Un rêve singulier

Estuaire est né un matin d’avril, il est dit qu’il glissa entre les cuisses de Garance, sa mère, comme un léger murmure. Cuisses qu’elle avait de bonne taille, étant d’un naturel plutôt gironde. Le père quant à lui n’attendit pas la naissance du fils pour prendre le large et mettre le cap sur d’autres rivages. La paternité ce n’était pas pour lui. Il avait en tête d’autres desseins, le temps n’était pas venu pour lui de cesser de s’amouracher. Dieu seul doit savoir pourquoi cet homme mal embouché remportait un franc succès auprès de ces Dames. Outre son caractère grossier il était peu enclin à la générosité, très peu de ses conquêtes purent se réjouir d’avoir reçu le moindre présent. Toutefois il eu la délicatesse, lui sembla t-il, de confier à Garance un bracelet venant de sa famille pour l’enfant à venir. Il est important disait-il de lui laisser une trace, « non mais un peu de savoir vivre tout de même, on n’est pas des sauvages ».
Estuaire fut élevé dans une certaine solitude. Voulant oublier ce qu’était un homme, sa mère se donna corps et âme à l’éducation de son petit. Ainsi Estuaire resta un garçon fragile, souvent confiné à la maison, il était d’apparence malingre, beaucoup le pensait malade. 
Longtemps il avait rêvé du grand air, son plus grand plaisir étant de regarder les feuilles des arbres depuis sa chambre à coucher. Certes il allait à l’école, mais Garance le gardait  près d’elle dès que survenait un moindre courant d’air, un refroidissement ou de trop grosses chaleurs.  Autant dire qu’il n’usa pas ses pantalons sur les bancs de la classe. Ainsi passa l’enfance avec un rêve plutôt singulier, celui de faire un herbier.  Rappelez-vous sa passion pour les feuilles.

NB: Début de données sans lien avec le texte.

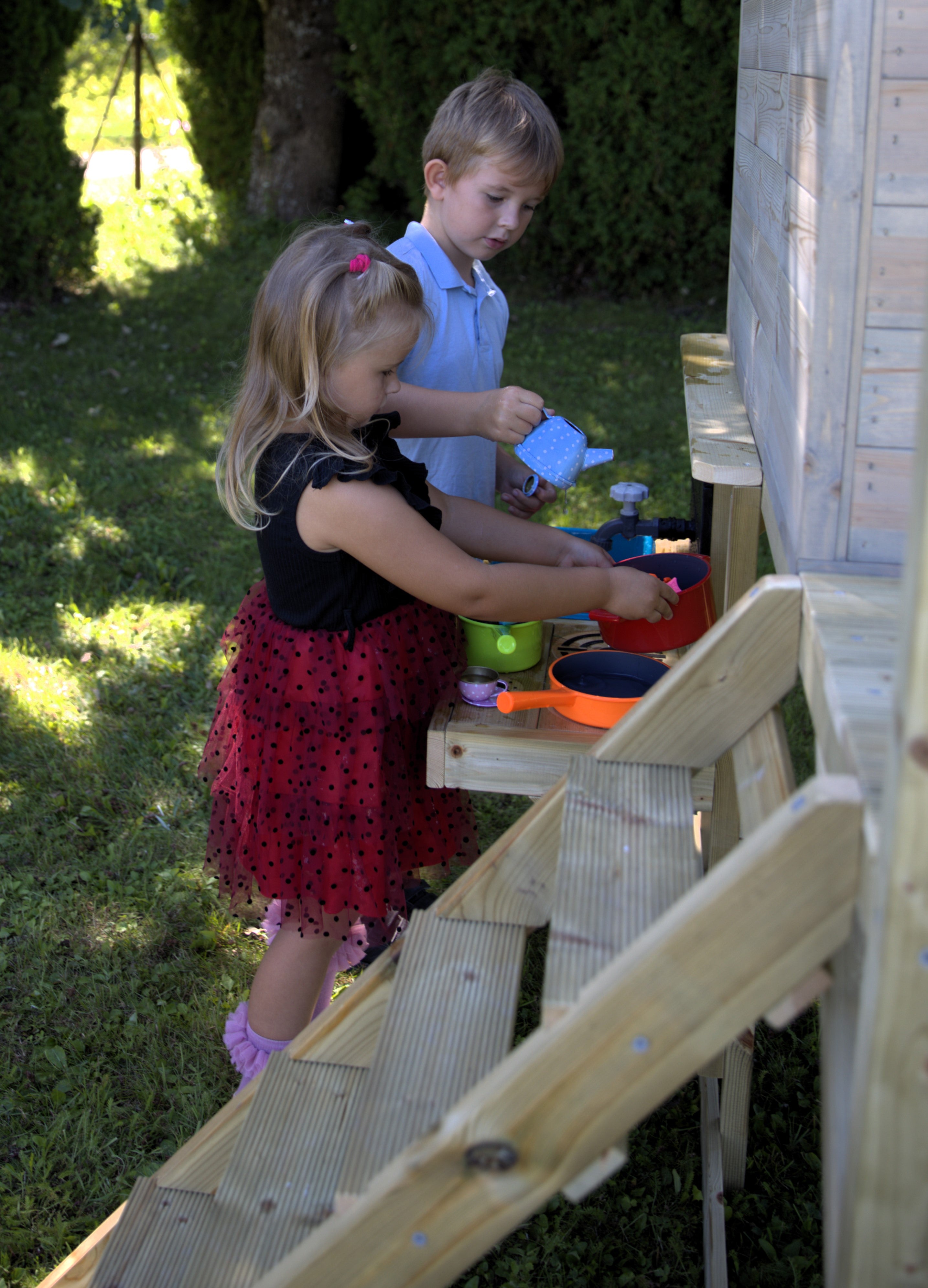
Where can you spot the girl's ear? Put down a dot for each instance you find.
(436, 174)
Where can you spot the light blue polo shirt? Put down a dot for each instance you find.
(465, 355)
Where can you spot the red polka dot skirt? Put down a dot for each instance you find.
(317, 766)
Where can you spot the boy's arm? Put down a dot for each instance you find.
(502, 415)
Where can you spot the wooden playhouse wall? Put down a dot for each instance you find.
(829, 253)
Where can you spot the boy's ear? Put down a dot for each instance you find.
(436, 174)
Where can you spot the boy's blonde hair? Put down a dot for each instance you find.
(496, 116)
(312, 315)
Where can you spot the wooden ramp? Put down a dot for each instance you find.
(399, 1138)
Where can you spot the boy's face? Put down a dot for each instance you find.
(484, 212)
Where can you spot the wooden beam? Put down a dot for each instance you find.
(886, 1207)
(724, 684)
(720, 956)
(716, 1263)
(78, 1268)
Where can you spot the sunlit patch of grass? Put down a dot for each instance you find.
(46, 691)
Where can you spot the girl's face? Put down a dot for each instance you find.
(361, 386)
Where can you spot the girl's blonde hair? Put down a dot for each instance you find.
(312, 315)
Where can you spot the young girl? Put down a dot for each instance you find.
(338, 659)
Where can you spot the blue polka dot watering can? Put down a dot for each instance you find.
(556, 450)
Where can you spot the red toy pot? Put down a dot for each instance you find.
(693, 616)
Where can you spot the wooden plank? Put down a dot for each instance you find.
(724, 834)
(742, 330)
(627, 855)
(744, 530)
(746, 110)
(811, 38)
(743, 234)
(450, 1022)
(765, 272)
(887, 409)
(795, 348)
(159, 1254)
(770, 196)
(515, 762)
(886, 1211)
(751, 25)
(806, 132)
(76, 1269)
(723, 686)
(849, 644)
(772, 114)
(773, 529)
(721, 955)
(281, 1180)
(762, 771)
(899, 267)
(800, 243)
(835, 347)
(773, 37)
(436, 744)
(881, 504)
(721, 513)
(905, 40)
(343, 1035)
(714, 1200)
(721, 442)
(903, 143)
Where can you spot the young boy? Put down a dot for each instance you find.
(490, 158)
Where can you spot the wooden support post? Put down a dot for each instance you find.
(714, 1197)
(882, 1238)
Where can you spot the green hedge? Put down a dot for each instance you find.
(47, 237)
(644, 92)
(223, 46)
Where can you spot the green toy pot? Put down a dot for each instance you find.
(502, 646)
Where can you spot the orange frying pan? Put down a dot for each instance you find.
(593, 688)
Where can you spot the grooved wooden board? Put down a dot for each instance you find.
(450, 1022)
(627, 855)
(281, 1179)
(155, 1239)
(721, 441)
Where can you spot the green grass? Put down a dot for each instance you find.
(118, 573)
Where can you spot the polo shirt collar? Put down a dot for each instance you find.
(439, 266)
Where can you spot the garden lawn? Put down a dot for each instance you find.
(118, 965)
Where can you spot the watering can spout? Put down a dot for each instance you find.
(597, 456)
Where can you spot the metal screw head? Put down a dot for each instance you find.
(492, 1156)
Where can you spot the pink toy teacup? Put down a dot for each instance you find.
(480, 684)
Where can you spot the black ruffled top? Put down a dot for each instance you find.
(330, 592)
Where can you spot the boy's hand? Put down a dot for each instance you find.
(635, 594)
(506, 415)
(512, 473)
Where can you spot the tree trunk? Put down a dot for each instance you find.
(298, 133)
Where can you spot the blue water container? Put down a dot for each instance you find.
(620, 549)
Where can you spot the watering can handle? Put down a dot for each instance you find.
(514, 701)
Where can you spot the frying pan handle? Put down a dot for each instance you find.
(513, 701)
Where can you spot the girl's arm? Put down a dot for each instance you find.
(502, 415)
(378, 527)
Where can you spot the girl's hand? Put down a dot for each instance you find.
(584, 554)
(512, 473)
(635, 594)
(506, 415)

Trop peu d’essences dans le jardin, seuls un marronnier et un frêne trônaient aux abords de la maison. Aussi commença t-il à s’intéresser à l’arboriculture et la botanique. Sa mère ne comprenait pas cette passion et cette soif de savoir mais s’acquittait sans sourciller de lui acheter livres et cahiers, il y avait moins de risque à devenir savant qu’à parcourir le monde. L’adolescence s’écoula donc entre lectures et rêveries. Ensuite lui vint un goût prononcé pour la géographie, et germa doucement l’idée d’un ailleurs. 
Quand arriva l’âge de la majorité pour Estuaire, Garance se résolu enfin à donner le bracelet à son fils ; Il est important d’ajouter que celui-ci n’avait jusque là pas cherché à connaitre ses origines. Solitaire et taiseux, les dialogues avec sa mère s’attachaient à la seule évocation du quotidien. D’aucuns s’accordent à penser qu’il n’avait pas idée de la nécessité d’un père. Précisons toutefois qu’Estuaire conservait toute son intelligence mais était dirions nous doté d’une certaine étrangeté.
Le bracelet fut alors l’occasion d’une révélation. Dessus il était noté : Gisèle, mai 1960, Nice. Il s’agissait semble t-il du prénom de la grand-mère  de son géniteur, aujourd’hui décédée. Il savait, grâce à ses nombreuses lectures, que les citronniers étaient légion dans cette région.
C’est ainsi qu’après un sommeil agité Estuaire partit le 27 mars 2020 pour un tour de France, débutant par Nice, et ayant pour but la confection de l’herbier tant désiré. 
Pour cela il se mit en quête de bon matin à la sortie du village de trouver un covoiturage.

Garance s’en rendit malade, elle perdit toutes ses formes. De rage, elle décida de s’inscrire à « L’amour est dans le pré ».